Sebelah kanan ruko ada usaha salon kecantikan dan di sebelah kiri ada usaha di bidang optik. Sebelum ruko dimasuki berbagai perlengkapan, aku melakukan pemasangan beberapa kamera w/o-zoom yang built-in dengan microphone, yang kupasang di balik lampu dinding di seluruh kamar kerja. Lampu dinding adanya di seberang tempat tidur, juga di ruang tunggu tamu dan pekerja, serta ruang penerima tamu. Sinyal gambar dapat dikirim melalui kabel listrik 220 Volt AC bersamaan dengan listrik PLN yang digunakan sebagai sumber tenaga lampu dinding 25 Watt berwarna krem, kamera tetap dapat bekerja walau lampu padam. Sinyal gambar dikirim ke video tape recorder di ruang kerjaku.

Selain lampu dinding, ada juga lampu untuk menerangi semua ruangan berupa lampu tabung 20 Watt yang kupantulkan ke langit-langit agar tidak silau, sebanyak dua buah di ujung dan belakang masing-masing lantai. Ruang kerjaku kudesain sedemikian rupa. Di balik ruang tunggu tamu, di pojok ruang kerjaku secara diagonal dari pintu masuk ke ruang kerjaku ada meja besar dan di belakangnya ada kursi yang menghadap ke Timur, tanpa kursi di depan mejaku (kalau ada tamu aku cenderung menerima di sofa).

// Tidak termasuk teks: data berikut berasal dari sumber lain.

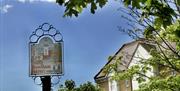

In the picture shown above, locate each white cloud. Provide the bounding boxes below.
[18,0,56,3]
[0,4,13,13]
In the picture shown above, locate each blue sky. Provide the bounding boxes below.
[0,0,131,91]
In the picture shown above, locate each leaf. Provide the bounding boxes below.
[146,0,152,7]
[132,0,140,9]
[91,2,97,14]
[123,0,131,7]
[56,0,65,5]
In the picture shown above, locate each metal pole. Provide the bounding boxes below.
[41,76,51,91]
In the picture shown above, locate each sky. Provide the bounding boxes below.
[0,0,132,91]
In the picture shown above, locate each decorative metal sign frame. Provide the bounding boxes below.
[29,23,64,77]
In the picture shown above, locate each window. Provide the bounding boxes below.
[44,47,49,56]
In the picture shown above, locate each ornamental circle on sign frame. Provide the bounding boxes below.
[29,23,63,43]
[29,23,64,86]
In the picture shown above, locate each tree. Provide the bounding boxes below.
[57,0,180,91]
[56,0,107,17]
[104,0,180,91]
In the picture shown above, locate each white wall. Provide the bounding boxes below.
[129,45,153,90]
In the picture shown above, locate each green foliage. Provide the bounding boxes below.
[56,0,180,91]
[56,0,107,17]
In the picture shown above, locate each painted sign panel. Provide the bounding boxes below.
[30,37,63,76]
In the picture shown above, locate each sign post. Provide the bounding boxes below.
[29,23,64,91]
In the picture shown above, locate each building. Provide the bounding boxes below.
[94,39,155,91]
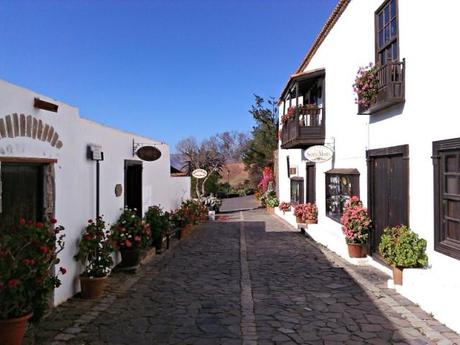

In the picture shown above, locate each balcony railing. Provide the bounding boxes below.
[281,105,326,149]
[358,60,405,115]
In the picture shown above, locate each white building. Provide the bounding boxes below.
[277,0,460,332]
[0,80,190,304]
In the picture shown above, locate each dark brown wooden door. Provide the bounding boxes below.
[0,163,44,231]
[305,163,316,203]
[125,161,142,217]
[367,145,409,253]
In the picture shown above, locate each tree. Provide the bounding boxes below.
[241,95,278,185]
[176,137,225,199]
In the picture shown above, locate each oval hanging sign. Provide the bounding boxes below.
[303,145,334,163]
[192,169,208,179]
[136,146,161,162]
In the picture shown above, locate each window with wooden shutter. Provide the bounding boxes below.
[433,138,460,259]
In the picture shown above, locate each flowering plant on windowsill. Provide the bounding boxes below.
[74,217,113,278]
[0,219,66,321]
[110,208,152,249]
[340,196,372,244]
[294,202,318,223]
[278,201,291,213]
[353,63,379,109]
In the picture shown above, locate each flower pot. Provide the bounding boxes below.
[80,276,107,299]
[347,243,367,258]
[120,248,141,267]
[0,313,32,345]
[393,266,403,285]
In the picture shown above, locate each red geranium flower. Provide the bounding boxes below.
[40,246,50,254]
[8,279,19,287]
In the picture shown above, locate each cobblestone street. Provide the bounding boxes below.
[27,210,460,345]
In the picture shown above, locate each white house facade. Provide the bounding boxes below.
[276,0,460,332]
[0,80,190,304]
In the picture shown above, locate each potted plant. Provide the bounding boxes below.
[379,225,428,285]
[74,217,113,299]
[294,202,318,224]
[204,194,222,213]
[265,191,279,214]
[144,206,171,251]
[340,196,372,258]
[0,219,66,345]
[110,208,151,268]
[278,201,291,214]
[353,63,379,110]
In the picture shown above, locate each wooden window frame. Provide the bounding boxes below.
[432,138,460,260]
[374,0,400,65]
[324,169,360,223]
[289,177,305,205]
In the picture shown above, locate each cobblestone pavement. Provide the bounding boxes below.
[27,210,460,345]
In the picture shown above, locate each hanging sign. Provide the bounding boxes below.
[303,145,334,163]
[192,169,208,179]
[136,146,161,162]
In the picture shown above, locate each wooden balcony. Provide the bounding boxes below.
[358,60,405,115]
[281,106,326,149]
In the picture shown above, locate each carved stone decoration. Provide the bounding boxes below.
[0,113,64,149]
[115,183,123,197]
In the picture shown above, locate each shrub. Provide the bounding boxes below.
[0,219,66,321]
[74,217,113,278]
[379,225,428,268]
[340,196,372,244]
[110,208,151,249]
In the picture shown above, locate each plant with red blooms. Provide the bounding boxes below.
[0,219,66,321]
[294,202,318,223]
[353,63,379,109]
[110,208,152,249]
[74,217,113,278]
[340,196,372,244]
[278,201,291,213]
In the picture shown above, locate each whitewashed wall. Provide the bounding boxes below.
[278,0,460,332]
[0,81,190,304]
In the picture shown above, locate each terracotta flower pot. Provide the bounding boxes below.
[0,313,32,345]
[120,248,141,267]
[347,243,367,258]
[80,276,107,299]
[393,266,403,285]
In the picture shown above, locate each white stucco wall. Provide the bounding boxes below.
[0,81,190,304]
[278,0,460,332]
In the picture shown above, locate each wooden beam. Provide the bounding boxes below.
[34,97,58,113]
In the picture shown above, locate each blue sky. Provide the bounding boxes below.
[0,0,337,149]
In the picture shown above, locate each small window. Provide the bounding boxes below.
[375,0,399,65]
[291,178,304,205]
[326,169,359,222]
[433,138,460,259]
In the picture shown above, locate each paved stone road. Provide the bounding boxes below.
[28,210,460,345]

Di atas meja pojok kanan terdapat layar monitor komputer 17' yang menghadap ke Barat Laut. CPU ini dapat mengambil sinyal gambar dari keluaran Video Tape Recorder yang merekam setiap kegiatan di semua ruang secara bergiliran selama jam kerja tujuh hari seminggu. Di depan pintu masuk ruang kerjaku ada sofa tunggal sebanyak dua yang dipisahkan oleh meja kayu jati besar berukuran 1 x 1,5 meter setinggi 45 cm berbentuk kotak. Di depannya ada sofa panjang yang dapat kutarik menjadi tempat tidur, oleh sebab itu meja tidak kuletakkan di antara sofa tunggal dengan sofa panjang.

Di belakang sofa panjang ada dinding dengan gambar lukisan yang di baliknya ada kamera berukuran sedang dengan kemampuan zoom hingga 500 kali. Kamera tadi kuletakkan di kamar mandi kecil yang ada di ruang kerjaku. Peralatan tadi adalah milikku yang kudapatkan dari hasil lelang beberapa usaha yang mulai ambruk seperti halnya milik Pak Raymond.

Kembali ke aset bekas Pak Raymond, walau bekas alias tidak baru, tetapi masih layak pakai. Setelah melakukan sedikit modifikasi dan pembersihan di sana sini, jadilah tampak seperti baru. Nah sarana sudah siap, tinggal mencari pekerja nih. Kalau kubuka pengumuman penerimaan karyawan, aku yakin yang datang cukup banyak, tetapi yang benar-benar siap pakai khan sulit mencarinya, belum lagi siapa yang mau menguji. Minimal aku butuh 15 pekerja untuk memijat, kalau semua aku yang nguji.. wah, pijat nggak, ringsek iya!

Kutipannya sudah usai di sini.